In the Janus decision which found compulsory payment of fair share fees unconstitutional for public sector employees, Justice Sam Alito wrote that exclusive representation of individuals in union represented public sector job titles “significantly restricts the rights of individual employees” and is a “significant impingement on associational freedoms that would not be tolerated in other contexts.”
With these words, and the Janus decision itself, organizations are already charting the expansion of the decision to destroy the exclusive right to represent public sector employees who hold job titles within a bargaining unit. The Buckeye Institute already has filed suit in Minnesota on behalf of a St. Cloud University professor against the union representing faculty there, claiming that the Janus decision clarified that the First Amendment protects the professor from being forced to associate with a union.
Similarly, a spokesman for the National Right to Work Legal Defense Foundation, which brought suit on behalf of Janus in the landmark case, said it too would likely file a lawsuit challenging the rights of unions to exclusively represent all public sector employees in job titles within a bargaining unit.
In most states, including Illinois, unions that represent public sector employees are entitled to be the exclusive representative for everyone in the job titles that the union represents. While individual employees have the right to forego union membership, and now even paying fair share fees, the union still has the right and responsibility to represent every employee in bargaining unit job titles regarding their terms and conditions of employment.

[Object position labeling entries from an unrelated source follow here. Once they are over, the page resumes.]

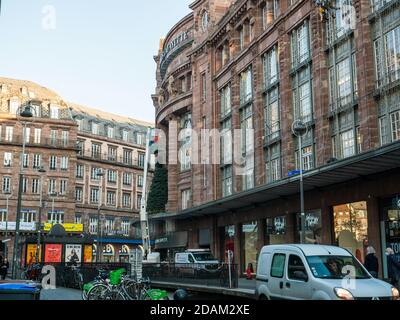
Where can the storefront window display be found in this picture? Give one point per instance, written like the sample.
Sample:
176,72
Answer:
250,245
312,227
228,242
276,230
351,227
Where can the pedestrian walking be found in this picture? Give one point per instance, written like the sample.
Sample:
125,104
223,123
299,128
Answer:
393,268
4,268
371,262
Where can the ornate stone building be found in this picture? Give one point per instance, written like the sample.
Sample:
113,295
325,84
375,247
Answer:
73,144
261,65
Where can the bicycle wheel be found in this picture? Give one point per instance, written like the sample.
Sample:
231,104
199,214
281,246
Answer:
99,292
129,287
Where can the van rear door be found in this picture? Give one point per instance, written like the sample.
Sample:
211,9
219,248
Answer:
277,275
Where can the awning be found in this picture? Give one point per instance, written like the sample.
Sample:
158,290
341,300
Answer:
377,161
121,241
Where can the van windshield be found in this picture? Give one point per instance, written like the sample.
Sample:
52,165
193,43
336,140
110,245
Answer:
203,256
336,267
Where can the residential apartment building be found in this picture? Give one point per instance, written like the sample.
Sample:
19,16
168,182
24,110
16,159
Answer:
73,144
259,66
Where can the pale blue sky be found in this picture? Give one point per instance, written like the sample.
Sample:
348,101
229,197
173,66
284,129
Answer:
100,53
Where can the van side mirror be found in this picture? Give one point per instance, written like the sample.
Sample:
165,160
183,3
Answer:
300,275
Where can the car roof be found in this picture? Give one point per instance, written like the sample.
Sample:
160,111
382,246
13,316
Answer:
311,249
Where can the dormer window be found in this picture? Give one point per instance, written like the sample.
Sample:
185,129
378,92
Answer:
54,111
204,21
125,135
110,132
95,128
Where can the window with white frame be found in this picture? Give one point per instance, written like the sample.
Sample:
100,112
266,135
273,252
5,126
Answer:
140,181
94,195
52,186
37,161
64,163
110,132
93,224
186,198
226,105
6,184
28,215
80,171
9,133
125,227
273,163
37,135
54,111
111,198
78,218
111,176
246,86
79,194
63,187
127,179
53,137
126,200
55,216
65,137
8,156
348,143
35,186
95,128
300,40
109,227
26,160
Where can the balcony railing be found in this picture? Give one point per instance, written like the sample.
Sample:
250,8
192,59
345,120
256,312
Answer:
44,142
110,158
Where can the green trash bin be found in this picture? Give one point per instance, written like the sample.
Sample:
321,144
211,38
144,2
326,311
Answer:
19,291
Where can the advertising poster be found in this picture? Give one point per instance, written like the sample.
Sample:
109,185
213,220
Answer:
53,253
31,254
88,254
73,254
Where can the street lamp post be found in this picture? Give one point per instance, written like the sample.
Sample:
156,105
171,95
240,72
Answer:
8,196
42,172
300,129
100,175
26,113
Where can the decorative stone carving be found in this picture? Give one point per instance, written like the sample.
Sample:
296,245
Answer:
172,91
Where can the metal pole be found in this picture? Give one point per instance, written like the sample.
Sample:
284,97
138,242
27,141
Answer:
19,203
39,227
6,244
303,215
144,221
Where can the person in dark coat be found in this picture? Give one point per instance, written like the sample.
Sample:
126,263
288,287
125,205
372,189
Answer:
4,268
393,268
371,262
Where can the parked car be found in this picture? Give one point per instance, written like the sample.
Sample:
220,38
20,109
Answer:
316,272
196,262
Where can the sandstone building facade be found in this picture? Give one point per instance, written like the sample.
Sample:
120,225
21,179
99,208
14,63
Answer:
261,65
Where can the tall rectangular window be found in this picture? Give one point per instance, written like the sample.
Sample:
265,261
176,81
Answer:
225,96
38,135
8,159
246,86
9,133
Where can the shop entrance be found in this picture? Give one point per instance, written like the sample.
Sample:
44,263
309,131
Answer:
227,241
351,227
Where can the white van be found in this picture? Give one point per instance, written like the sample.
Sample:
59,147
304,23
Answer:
196,262
316,272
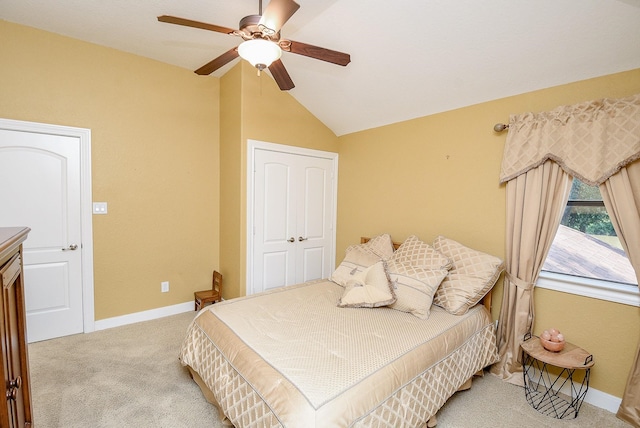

Since the Janus ruling, unions have been evaluating the scope of their responsibilities for representing individual non-union members in grievance and discipline actions, and the possibility of charging those non-members for representation of their individual claims against an employer. The ability of public sector unions to deny or charge a fee for service to individual non-union member employees for representation involving actions specific to them would take some of the financial sting out of the Janus ruling.
On the other hand, if these new lawsuits take hold and destroy the exclusive representation that public sector unions enjoy, they might quickly lose their power at the negotiating table with public sector employers. We will keep you updated as these important issues develop.